Nous fournissons également, pour la première fois, une comparaison tête à tête de la valeur respective de l’évaluation moyenne et minimale de JSN comme prédicteur du risque de chirurgie future du genou. Alors que les valeurs seuil de la JSN minimale entre 0,5 et 0,8 mm après trois ans sont toutes liées à une augmentation de quatre à cinq fois du risque de future chirurgie du genou (p = 0,003 à 0,004), aucun des seuils sélectionnés de la JSN moyenne (0,2 à 0,8 mm) n’était significativement lié au résultat clinique (valeurs p entre 0,09 et 0,49). Nous n’avons pas d’explication précise pour un tel résultat. Il a été rapporté précédemment que bien que la largeur minimale de l’interligne articulaire puisse être plus sensible pour identifier les changements dans le cartilage que la largeur moyenne de l’interligne articulaire, cette dernière est moins sensible à l’influence des variations dans les procédures radiographiques et le positionnement du patient. Récemment, le taux de perte de cartilage tibial sur deux ans – évalué par imagerie par résonance magnétique – s’est avéré être un prédicteur indépendant du remplacement du genou à quatre ans.18 Nous suggérons que les changements de la largeur minimale de l’interligne articulaire sont significativement corrélés aux changements de volume du cartilage tibial. Cependant, d’autres études sont nécessaires pour confirmer ces résultats particuliers.
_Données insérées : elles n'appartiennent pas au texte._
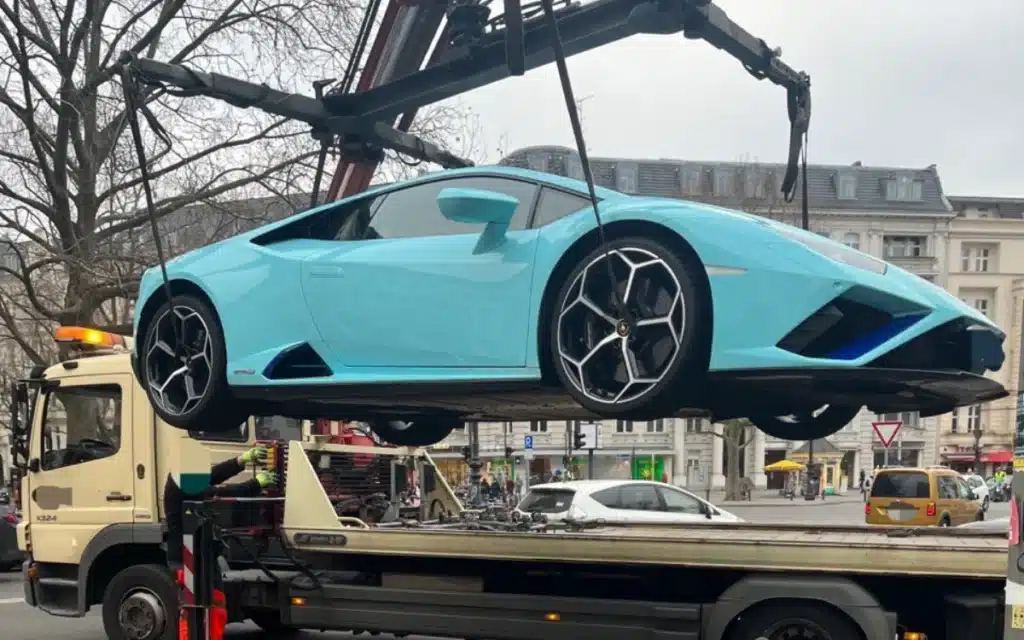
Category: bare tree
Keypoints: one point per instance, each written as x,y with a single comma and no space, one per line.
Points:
70,186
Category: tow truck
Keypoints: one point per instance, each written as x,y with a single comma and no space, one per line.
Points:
338,546
295,559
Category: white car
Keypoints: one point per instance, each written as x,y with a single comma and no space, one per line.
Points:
980,488
621,502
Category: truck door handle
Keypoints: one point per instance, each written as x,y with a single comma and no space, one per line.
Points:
323,270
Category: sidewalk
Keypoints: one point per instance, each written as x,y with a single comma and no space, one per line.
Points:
763,498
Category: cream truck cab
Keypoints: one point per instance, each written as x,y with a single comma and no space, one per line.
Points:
94,462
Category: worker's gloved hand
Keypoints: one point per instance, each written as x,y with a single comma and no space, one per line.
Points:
266,478
256,454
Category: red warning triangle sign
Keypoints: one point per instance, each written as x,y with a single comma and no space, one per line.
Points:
887,431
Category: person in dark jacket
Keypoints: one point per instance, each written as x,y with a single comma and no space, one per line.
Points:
219,473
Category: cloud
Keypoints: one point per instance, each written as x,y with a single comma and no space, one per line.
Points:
906,83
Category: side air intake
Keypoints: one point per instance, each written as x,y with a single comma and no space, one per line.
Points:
299,361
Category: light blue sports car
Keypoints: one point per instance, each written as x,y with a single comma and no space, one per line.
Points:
494,293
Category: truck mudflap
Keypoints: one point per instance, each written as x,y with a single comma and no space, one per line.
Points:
852,599
27,583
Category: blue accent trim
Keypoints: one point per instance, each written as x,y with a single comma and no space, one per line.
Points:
877,338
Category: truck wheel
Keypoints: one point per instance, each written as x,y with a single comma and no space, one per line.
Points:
141,603
269,621
798,620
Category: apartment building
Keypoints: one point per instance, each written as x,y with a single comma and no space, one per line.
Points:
986,270
898,214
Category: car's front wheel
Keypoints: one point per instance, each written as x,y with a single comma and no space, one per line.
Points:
182,368
624,330
808,425
419,432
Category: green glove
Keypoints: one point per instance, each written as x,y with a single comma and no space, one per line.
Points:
253,455
266,478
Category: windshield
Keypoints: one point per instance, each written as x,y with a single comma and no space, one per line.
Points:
547,501
901,484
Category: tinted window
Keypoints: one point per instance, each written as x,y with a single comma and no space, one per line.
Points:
632,497
81,424
547,501
555,205
413,212
909,484
678,502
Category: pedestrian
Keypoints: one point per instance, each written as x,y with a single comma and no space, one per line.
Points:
174,498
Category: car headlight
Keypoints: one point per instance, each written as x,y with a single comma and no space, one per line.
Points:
837,252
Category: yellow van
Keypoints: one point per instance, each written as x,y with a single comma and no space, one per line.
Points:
921,497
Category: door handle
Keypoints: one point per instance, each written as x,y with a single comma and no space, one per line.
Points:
322,270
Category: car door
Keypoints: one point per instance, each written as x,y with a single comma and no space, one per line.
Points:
84,465
632,502
681,507
414,289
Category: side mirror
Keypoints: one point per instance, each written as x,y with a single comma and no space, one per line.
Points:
474,206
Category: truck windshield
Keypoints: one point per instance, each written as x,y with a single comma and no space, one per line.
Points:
902,484
547,501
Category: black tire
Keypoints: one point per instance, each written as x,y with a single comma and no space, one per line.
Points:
137,589
769,622
269,621
824,424
215,411
678,373
425,432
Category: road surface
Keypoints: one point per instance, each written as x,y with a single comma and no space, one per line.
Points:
23,623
Nous montrons également dans la présente étude que, même si d’autres vues radiographiques de l’articulation du genou pourraient être plus appropriées aujourd’hui que l’approche en extension complète, cette vue particulière reste d’un intérêt significatif car les changements radiographiques observés avec cette technique après trois ans sont significativement prédictifs d’une future chirurgie du genou.
Conclusions
Nous concluons que, sur la base d’une cohorte de patients initialement suivis pendant trois ans dans le cadre d’un essai contrôlé randomisé pour lequel des radiographies standardisées et analysées numériquement de l’articulation du signal étaient disponibles, la JSN minimale est hautement prédictive du risque de subir une chirurgie articulaire liée à l’arthrose au cours des cinq années suivantes. Ces données constituent un élément de preuve dans le processus de validation de l’évaluation de la JSN minimale en tant que substitut d’un point final clinique dur dans l’arthrose du genou.